There’s a lot to like in this book – although I’m not a full-time barefoot kind of guy myself, I respect Howell for his devotion to the cause. Though it at times borders on idealistic, his discussion of the anatomical problems that shoes can cause are well done, his descriptions of the proper form and function of the foot are very readable and non lecture-like (he’s an anatomy professor like myself), and I agree with a lot of what is written in the book. Though I don’t go barefoot full-time, I do spend as much time as possible barefoot when at home, and generally prefer my shoes to be zero drop or nearly so when I run or go out and about, so we share common beliefs on those fronts. I also appreciate his discussion of the dangers of children’s shoes – as a father of three young children I encourage and allow them to be barefoot as much as possible, and am continually frustrated by the lack of anatomically shaped and non-heel-lifted children’s shoes. This is a problem in dire need of attention by shoe manufacturers – we need shoes that aren’t going to ruin our kids feet!

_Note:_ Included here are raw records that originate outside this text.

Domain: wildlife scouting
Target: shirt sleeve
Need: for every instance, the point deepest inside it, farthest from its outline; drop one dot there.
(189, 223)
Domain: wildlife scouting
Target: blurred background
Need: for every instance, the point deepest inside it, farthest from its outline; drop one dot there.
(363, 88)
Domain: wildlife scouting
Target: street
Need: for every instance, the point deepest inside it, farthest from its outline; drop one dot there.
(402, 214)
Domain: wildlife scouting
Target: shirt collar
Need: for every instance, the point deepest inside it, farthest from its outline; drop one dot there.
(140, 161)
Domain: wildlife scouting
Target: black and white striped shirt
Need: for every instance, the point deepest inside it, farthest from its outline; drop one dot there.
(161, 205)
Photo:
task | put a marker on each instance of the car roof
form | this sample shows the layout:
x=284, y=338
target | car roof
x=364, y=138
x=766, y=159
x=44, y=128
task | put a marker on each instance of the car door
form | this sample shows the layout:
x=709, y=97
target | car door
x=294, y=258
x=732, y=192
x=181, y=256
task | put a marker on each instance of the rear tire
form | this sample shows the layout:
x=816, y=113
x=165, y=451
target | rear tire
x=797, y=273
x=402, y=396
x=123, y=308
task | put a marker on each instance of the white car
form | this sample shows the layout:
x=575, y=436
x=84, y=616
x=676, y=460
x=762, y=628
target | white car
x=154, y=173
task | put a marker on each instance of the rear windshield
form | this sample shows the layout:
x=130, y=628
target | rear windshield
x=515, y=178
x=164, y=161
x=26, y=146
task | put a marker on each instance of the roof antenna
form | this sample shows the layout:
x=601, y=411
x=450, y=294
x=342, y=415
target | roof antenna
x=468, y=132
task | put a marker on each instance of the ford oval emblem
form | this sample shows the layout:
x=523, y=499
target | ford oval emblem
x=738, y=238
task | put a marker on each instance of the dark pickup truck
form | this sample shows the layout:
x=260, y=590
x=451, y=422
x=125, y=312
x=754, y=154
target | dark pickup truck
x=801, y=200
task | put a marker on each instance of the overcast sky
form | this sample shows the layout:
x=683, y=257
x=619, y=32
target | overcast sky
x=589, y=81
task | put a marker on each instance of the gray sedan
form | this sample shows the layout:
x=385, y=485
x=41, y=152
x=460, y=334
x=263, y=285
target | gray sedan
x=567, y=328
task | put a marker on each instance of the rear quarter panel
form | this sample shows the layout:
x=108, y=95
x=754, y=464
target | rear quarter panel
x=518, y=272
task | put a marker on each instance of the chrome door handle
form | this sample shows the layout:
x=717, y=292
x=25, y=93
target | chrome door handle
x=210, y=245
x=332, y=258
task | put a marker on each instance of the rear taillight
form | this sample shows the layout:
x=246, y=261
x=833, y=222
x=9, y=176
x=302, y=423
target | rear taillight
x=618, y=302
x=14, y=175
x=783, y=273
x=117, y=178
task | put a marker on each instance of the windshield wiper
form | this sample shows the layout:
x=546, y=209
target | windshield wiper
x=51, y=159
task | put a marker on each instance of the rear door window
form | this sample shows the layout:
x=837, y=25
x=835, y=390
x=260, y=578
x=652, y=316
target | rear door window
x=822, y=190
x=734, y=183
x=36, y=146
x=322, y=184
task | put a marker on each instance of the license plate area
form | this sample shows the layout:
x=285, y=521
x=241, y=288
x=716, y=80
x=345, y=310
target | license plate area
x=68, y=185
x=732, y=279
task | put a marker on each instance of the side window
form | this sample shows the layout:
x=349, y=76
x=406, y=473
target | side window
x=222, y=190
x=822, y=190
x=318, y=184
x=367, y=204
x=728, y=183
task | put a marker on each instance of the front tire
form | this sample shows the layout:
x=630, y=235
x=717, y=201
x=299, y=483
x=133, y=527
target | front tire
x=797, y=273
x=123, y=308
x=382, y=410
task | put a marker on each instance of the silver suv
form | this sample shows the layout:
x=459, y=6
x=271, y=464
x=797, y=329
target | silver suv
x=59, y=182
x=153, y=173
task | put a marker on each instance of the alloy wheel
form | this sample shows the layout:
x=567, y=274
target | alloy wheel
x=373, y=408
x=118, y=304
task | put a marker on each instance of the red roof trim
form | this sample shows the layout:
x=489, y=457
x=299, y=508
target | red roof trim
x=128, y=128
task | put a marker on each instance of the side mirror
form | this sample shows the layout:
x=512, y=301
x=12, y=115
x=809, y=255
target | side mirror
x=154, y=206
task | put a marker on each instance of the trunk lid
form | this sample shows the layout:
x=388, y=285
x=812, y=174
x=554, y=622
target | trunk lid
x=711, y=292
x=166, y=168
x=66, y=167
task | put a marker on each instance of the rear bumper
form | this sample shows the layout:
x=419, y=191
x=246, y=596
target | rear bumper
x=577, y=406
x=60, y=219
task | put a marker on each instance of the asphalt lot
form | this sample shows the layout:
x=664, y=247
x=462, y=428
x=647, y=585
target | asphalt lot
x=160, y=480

Howell does have a chapter in the book in which he discusses footwear for those occasions when shoes are an absolute necessity (he covers things like huaraches, moccasins, Vibram Fivefingers, Vivo Barefoot, etc.), but it’s clear that he views even these as necessary evils. As a result, I would not recommend this book for someone who is interested in minimalist running and has no interest in being barefoot. However, if you’re open-minded and have an interest in barefooting, or even if you just want to learn a bit more about problems with the design of modern shoes, then Howell’s book is well worth a read.